Quizá el caso más conocido sea el de Mike Tyson, que solo estuvo controlado y estable mientras estaba sobre un ring, pese a que pareciese lo contrario. Cuentan que a Iron le encantaba cuidar palomas, y su primer combate en la calle lo libró porque otro chico mató a una de ellas, cuando solo tenía doce años. Un acto de defensa y de amor contra un maltrato animal. El resto de su vida estuvo marcada por sus triunfos en el cuadrilátero -que le llevaron a ser campeón de los pesos pesados con dieciocho años- y sus fracasos fuera de él. El boxeo demuestra de nuevo que se hace necesario para algunos individuos cuya fiera interior tan solo puede ser domada por el tacto de los guantes.

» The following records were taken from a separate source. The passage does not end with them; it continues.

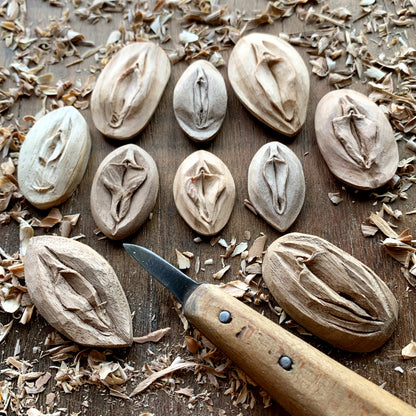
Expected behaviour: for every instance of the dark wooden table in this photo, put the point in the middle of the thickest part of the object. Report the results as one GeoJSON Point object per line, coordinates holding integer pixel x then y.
{"type": "Point", "coordinates": [239, 138]}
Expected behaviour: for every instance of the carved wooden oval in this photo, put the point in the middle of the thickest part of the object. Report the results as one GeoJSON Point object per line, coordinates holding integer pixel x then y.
{"type": "Point", "coordinates": [129, 89]}
{"type": "Point", "coordinates": [77, 292]}
{"type": "Point", "coordinates": [204, 192]}
{"type": "Point", "coordinates": [329, 292]}
{"type": "Point", "coordinates": [271, 80]}
{"type": "Point", "coordinates": [53, 157]}
{"type": "Point", "coordinates": [355, 139]}
{"type": "Point", "coordinates": [124, 191]}
{"type": "Point", "coordinates": [200, 101]}
{"type": "Point", "coordinates": [276, 185]}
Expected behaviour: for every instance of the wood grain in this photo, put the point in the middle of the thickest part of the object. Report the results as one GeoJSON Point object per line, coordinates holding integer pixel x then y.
{"type": "Point", "coordinates": [237, 141]}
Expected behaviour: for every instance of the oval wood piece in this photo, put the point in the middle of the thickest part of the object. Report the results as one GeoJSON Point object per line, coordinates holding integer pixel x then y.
{"type": "Point", "coordinates": [271, 80]}
{"type": "Point", "coordinates": [276, 185]}
{"type": "Point", "coordinates": [200, 101]}
{"type": "Point", "coordinates": [53, 157]}
{"type": "Point", "coordinates": [329, 292]}
{"type": "Point", "coordinates": [129, 89]}
{"type": "Point", "coordinates": [124, 191]}
{"type": "Point", "coordinates": [355, 139]}
{"type": "Point", "coordinates": [204, 192]}
{"type": "Point", "coordinates": [77, 291]}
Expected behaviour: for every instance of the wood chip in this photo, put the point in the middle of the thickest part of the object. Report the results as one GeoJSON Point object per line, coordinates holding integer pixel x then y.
{"type": "Point", "coordinates": [409, 351]}
{"type": "Point", "coordinates": [183, 261]}
{"type": "Point", "coordinates": [154, 336]}
{"type": "Point", "coordinates": [220, 274]}
{"type": "Point", "coordinates": [177, 365]}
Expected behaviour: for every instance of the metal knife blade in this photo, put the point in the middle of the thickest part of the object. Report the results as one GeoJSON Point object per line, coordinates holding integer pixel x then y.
{"type": "Point", "coordinates": [301, 378]}
{"type": "Point", "coordinates": [178, 283]}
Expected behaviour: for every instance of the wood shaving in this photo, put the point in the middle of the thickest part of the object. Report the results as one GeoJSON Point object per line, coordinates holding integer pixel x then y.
{"type": "Point", "coordinates": [177, 364]}
{"type": "Point", "coordinates": [335, 197]}
{"type": "Point", "coordinates": [182, 260]}
{"type": "Point", "coordinates": [220, 274]}
{"type": "Point", "coordinates": [154, 336]}
{"type": "Point", "coordinates": [409, 351]}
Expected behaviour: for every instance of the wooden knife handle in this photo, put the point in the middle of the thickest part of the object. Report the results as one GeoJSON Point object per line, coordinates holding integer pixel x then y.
{"type": "Point", "coordinates": [312, 383]}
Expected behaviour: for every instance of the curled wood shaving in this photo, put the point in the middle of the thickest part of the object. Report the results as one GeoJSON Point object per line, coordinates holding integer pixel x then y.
{"type": "Point", "coordinates": [409, 351]}
{"type": "Point", "coordinates": [183, 261]}
{"type": "Point", "coordinates": [382, 225]}
{"type": "Point", "coordinates": [154, 336]}
{"type": "Point", "coordinates": [178, 364]}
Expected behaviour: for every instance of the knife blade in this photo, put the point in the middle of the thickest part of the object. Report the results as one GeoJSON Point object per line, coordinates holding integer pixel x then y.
{"type": "Point", "coordinates": [303, 380]}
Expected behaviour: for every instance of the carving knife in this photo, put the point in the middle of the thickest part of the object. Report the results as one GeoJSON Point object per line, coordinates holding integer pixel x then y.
{"type": "Point", "coordinates": [303, 380]}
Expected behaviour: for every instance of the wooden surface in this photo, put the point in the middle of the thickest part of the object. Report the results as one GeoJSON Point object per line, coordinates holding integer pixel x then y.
{"type": "Point", "coordinates": [239, 138]}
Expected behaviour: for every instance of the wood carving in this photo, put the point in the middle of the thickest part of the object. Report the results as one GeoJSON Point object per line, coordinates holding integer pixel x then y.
{"type": "Point", "coordinates": [53, 157]}
{"type": "Point", "coordinates": [271, 80]}
{"type": "Point", "coordinates": [276, 185]}
{"type": "Point", "coordinates": [356, 139]}
{"type": "Point", "coordinates": [204, 192]}
{"type": "Point", "coordinates": [77, 292]}
{"type": "Point", "coordinates": [129, 89]}
{"type": "Point", "coordinates": [200, 101]}
{"type": "Point", "coordinates": [329, 292]}
{"type": "Point", "coordinates": [124, 191]}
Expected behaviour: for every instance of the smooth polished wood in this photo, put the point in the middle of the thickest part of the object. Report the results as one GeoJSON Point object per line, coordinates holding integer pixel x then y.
{"type": "Point", "coordinates": [239, 138]}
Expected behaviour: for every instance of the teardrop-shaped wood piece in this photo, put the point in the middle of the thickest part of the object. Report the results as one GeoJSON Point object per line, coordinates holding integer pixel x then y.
{"type": "Point", "coordinates": [276, 185]}
{"type": "Point", "coordinates": [329, 292]}
{"type": "Point", "coordinates": [129, 89]}
{"type": "Point", "coordinates": [124, 191]}
{"type": "Point", "coordinates": [271, 79]}
{"type": "Point", "coordinates": [204, 192]}
{"type": "Point", "coordinates": [355, 139]}
{"type": "Point", "coordinates": [200, 101]}
{"type": "Point", "coordinates": [53, 157]}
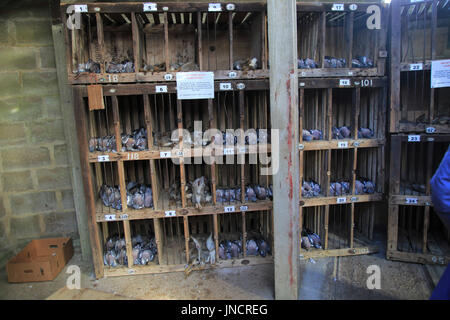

El deporte de los puños es mucho más que golpes, fintas y esquivas. Son horas de entrenamiento y dedicación física y mental para así ser capaces de batir al rival más fuerte, que es uno mismo. Aquel que logra canalizar sus fobias, amontonar los motivos que le llevan al ring y plasmarlos en directos y ganchos, triunfará. No se trata, por tanto, de un deporte violento, sino que es el más humano de todos. El único que muestra realmente cómo es el interior de cada uno; que saca a relucir el auténtico carácter de cada luchador.
El dinero y la fama no son las mejores recompensas, sino la gloria de sentirse ganador en la batalla diaria contra la vida. Avanzar y superar los miedos, dejar atrás el pasado y olvidar los errores que en su día se pudieran cometer. En definitiva, demostrar que se está vivo, que todavía se sigue teniendo alma.